# 1965 pontiac conv vin tag info needed



## redhotgto66 (Sep 11, 2021)

hi all,
im new to these form but have owned 4 different gto's over the years, just never found this place.
i am looking at a 65 gonv gto wanting to make sure its a gto and it has a wierd number on it, so wanted some help.
heres the tag info
05A
ST 65-23767 KAN 2219 BODY
TR 214- L-2  PAINT
W 2WGP 5W 
my problem is the 5W is that a gto option or what ?
thanks for any help


----------



## O52 (Jan 27, 2019)

5N is the GTO code for Kansas City plant. . But not all factories listed the options on the Fisher Body tag. PHS documents are the final say however since trim tags can be replaced

I’m getting a little dyslectic in my old age.

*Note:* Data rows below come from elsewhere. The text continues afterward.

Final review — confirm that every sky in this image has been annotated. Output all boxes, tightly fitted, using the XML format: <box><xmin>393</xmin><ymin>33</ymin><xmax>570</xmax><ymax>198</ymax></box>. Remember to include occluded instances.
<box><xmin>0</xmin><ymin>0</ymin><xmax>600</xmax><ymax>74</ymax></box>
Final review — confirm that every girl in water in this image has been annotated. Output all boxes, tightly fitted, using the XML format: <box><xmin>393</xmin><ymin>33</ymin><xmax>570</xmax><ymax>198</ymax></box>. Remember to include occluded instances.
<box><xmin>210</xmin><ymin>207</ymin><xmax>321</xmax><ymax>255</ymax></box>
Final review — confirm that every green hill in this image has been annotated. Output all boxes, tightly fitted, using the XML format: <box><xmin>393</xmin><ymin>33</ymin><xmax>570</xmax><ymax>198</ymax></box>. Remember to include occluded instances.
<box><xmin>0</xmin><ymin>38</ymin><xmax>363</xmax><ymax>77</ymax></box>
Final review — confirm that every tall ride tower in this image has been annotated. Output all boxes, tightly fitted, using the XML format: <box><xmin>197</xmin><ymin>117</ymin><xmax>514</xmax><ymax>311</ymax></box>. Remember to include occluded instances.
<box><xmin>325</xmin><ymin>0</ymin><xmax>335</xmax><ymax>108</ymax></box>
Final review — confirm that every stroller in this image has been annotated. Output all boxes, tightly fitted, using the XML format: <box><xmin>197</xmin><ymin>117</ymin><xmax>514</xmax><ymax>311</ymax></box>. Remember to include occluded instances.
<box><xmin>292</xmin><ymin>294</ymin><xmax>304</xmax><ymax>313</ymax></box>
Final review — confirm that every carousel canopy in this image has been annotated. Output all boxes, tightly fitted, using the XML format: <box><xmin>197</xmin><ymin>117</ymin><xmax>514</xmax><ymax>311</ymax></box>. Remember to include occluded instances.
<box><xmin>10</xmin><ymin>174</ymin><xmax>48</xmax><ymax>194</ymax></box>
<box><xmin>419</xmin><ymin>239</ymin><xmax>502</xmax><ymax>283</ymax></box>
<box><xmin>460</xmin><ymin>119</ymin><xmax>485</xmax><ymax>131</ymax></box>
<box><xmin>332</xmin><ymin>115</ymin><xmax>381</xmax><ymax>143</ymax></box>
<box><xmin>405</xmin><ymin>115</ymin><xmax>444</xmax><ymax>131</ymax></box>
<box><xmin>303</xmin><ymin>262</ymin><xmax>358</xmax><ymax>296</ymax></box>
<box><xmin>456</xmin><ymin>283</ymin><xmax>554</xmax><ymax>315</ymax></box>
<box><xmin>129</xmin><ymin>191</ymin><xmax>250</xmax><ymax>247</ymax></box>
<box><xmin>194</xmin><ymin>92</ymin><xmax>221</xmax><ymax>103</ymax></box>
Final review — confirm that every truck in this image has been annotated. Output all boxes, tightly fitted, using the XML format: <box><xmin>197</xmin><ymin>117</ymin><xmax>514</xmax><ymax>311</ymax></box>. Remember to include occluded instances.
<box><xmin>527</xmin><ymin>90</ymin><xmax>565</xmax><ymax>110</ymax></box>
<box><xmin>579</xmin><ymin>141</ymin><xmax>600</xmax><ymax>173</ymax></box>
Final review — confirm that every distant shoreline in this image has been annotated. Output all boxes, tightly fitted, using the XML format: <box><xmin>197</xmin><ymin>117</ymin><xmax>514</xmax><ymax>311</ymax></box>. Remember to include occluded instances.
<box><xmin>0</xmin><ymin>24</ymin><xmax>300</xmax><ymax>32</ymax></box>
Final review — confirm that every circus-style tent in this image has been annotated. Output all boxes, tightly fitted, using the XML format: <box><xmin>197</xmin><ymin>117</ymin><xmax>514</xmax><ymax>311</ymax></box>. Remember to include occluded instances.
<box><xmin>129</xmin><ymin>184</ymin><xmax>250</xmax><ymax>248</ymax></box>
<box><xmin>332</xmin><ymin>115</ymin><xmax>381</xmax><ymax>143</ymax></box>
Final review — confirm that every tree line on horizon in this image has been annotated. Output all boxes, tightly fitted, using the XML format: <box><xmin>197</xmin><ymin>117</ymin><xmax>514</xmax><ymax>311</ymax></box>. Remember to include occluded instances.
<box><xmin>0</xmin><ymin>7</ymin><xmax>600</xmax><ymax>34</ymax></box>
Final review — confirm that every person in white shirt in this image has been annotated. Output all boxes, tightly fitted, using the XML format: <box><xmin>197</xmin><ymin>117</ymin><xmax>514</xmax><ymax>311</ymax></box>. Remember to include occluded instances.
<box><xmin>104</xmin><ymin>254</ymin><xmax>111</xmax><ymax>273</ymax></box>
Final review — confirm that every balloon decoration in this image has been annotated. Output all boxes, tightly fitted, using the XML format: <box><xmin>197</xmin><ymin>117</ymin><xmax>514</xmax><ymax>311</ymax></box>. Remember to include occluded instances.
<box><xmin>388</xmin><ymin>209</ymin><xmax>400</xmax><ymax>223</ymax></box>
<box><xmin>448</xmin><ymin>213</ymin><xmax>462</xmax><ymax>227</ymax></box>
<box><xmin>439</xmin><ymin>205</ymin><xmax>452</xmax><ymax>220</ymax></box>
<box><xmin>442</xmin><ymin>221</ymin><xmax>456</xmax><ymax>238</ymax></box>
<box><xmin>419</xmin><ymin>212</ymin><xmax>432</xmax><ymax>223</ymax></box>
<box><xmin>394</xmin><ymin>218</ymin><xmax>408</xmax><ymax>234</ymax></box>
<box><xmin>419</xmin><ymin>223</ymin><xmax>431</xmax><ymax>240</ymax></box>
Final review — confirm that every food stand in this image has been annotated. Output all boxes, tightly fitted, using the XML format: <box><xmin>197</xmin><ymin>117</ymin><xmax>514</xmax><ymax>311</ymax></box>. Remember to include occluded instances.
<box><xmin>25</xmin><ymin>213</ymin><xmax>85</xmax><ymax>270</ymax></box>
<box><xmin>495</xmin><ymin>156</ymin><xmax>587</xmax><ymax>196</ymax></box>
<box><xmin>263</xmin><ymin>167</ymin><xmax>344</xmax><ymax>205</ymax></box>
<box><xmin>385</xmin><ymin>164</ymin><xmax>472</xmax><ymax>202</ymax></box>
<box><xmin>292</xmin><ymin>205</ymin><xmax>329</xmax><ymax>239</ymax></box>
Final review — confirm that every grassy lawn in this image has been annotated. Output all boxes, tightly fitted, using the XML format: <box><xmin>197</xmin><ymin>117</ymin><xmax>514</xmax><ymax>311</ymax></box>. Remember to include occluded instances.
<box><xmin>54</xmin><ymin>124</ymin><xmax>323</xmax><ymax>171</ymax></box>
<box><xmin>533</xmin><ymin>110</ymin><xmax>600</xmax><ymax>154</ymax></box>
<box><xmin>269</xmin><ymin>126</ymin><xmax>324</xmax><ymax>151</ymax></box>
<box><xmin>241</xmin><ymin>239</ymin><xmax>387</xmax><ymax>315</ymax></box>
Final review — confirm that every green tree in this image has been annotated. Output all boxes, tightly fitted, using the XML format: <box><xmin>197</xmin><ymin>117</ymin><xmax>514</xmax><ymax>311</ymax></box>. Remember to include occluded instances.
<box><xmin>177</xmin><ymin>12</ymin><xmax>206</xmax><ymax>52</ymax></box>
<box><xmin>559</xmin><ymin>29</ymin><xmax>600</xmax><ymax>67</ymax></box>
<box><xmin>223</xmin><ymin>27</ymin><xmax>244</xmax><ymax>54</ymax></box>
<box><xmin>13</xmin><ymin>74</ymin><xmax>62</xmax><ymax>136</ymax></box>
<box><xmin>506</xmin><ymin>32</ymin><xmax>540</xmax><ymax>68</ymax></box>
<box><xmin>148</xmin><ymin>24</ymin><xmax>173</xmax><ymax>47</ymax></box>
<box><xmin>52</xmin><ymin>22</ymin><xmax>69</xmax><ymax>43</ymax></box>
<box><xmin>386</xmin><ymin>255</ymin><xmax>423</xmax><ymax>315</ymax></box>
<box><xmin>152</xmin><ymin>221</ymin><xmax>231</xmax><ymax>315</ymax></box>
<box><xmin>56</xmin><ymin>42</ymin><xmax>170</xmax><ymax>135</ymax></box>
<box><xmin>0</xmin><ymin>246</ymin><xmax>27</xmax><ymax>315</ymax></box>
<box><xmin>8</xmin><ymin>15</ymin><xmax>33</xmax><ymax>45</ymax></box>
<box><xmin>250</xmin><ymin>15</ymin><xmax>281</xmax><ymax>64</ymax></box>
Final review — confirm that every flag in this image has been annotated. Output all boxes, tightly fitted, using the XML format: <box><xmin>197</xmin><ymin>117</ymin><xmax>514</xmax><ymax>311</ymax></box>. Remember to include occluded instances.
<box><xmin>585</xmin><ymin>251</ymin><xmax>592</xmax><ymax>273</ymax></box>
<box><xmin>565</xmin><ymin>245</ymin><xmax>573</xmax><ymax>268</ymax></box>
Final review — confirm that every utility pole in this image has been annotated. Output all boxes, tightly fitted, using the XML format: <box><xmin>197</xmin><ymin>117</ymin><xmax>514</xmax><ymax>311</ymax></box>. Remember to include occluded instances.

Above answer has been edited


----------



## O52 (Jan 27, 2019)

5W is deluxe seat belts
2W 2 spd automatic
2G console
2P. Back up lamps
W tinted glass

it Doesn’t show the GTO Code


----------



## redhotgto66 (Sep 11, 2021)

O52 said:


> 5W is deluxe seat belts
> 2W 2 spd automatic
> 2G console
> 2P. Back up lamps
> ...


thx everyone, i ended up and did not buy the car, too much money for a kinda rusty rough vert with a frame ready to break in two ! wanted 12500.00 and wouldnt budge but it was all there so theres that lol


----------